When the 3D structure of HA was finally solved by Wiley, Wilson and Skehel in 1981, a distorted, folded over, coiled-coil was indeed found to be holding the HA monomers together. One of the referees of the predictions paper felt that it should be discussed in ‘News and Views’ in Nature. It was, 15 years later in the 1 September 1994 issue, where the 3D structure of the fusogenic form of the influenza haemagglutinin was reported by Bullough, Hughson, Skehel & Wiley. This paper revealed how in the fusogenic form, the N-terminal portion of the haemagglutinin light chain (HA2) is released into an extended form with a more extensive coiled-coil that includes the distorted region (residues 57-77) predicted by Ward and Dopheide in 1980. This structural transition contributes to the process of fusing the viral and cellular membranes enabling the release of viral RNA into the infected cell.

The structural changes in the influenza virus haemagglutin trimer, from biosynthesis to infection are illustrated in the figure below. The alpha helical/coiled-coil regions of the three HA2 chains are shown in red.
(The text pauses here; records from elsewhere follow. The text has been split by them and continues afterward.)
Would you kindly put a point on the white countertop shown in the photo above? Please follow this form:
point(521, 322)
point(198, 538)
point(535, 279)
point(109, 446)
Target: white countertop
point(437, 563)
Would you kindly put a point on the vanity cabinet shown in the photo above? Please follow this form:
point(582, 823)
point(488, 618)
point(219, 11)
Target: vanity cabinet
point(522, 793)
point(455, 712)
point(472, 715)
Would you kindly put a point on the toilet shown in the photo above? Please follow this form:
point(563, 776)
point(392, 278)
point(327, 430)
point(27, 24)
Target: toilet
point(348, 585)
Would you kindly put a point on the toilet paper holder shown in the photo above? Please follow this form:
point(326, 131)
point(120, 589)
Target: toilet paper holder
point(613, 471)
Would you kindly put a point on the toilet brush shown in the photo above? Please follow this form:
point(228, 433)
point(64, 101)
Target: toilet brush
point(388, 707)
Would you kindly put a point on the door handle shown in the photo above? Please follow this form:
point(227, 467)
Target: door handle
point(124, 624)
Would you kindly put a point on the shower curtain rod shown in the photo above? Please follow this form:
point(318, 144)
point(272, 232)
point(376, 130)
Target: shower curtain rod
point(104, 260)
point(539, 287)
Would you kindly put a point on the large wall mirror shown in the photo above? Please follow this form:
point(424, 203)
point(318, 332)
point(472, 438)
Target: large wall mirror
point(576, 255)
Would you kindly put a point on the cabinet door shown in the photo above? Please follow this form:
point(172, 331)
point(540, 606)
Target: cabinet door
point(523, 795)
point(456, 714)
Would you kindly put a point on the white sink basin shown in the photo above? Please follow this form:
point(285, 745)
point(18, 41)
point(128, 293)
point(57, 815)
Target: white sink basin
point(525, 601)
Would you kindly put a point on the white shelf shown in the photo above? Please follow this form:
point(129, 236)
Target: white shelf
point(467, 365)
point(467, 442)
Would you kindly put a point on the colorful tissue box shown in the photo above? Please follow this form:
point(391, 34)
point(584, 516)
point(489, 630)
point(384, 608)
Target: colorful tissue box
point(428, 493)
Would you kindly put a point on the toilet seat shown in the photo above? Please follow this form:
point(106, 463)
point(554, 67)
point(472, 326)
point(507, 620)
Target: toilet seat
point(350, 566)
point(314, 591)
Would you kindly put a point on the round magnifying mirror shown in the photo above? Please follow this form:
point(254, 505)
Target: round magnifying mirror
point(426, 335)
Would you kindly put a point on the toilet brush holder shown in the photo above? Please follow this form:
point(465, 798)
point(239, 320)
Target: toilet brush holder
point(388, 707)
In the acidic conditions of the endosome after internalisation the three HA1 heads (blue) fall away allowing the folded over, distorted helical HA2 cores to swing up, generating the extended coiled-coil with the fusion peptide now at the top of the picture.
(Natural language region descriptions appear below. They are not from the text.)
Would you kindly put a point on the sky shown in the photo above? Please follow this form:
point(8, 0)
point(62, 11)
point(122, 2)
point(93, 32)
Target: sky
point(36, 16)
Structural changes in influenza virus haemagglutinin trimer from biosynthesis to infection

Structural changes in influenza virus haemagglutinin trimer from biosynthesis to infection. [Source: Sir John Skehel, National Inst. Med. Res., London, UK].

Invitations to write reviews on influenza coat proteins

In recognition of his contributions to the field Colin Ward was invited to write the first review (74 pages) on the 3D structure and sequence changes of the influenza virus haemagglutinin – published in 1981, Ward CW, 1981, Curr. Topics Microbiol. Immunol. 94/95, 1-74, and the corresponding review (79 pages) on influenza virus neuraminidase structure and variation – published in 1985, Colman PM, Ward CW, 1985, Curr. Topics Microbiol. Immunol. 114, 177-255.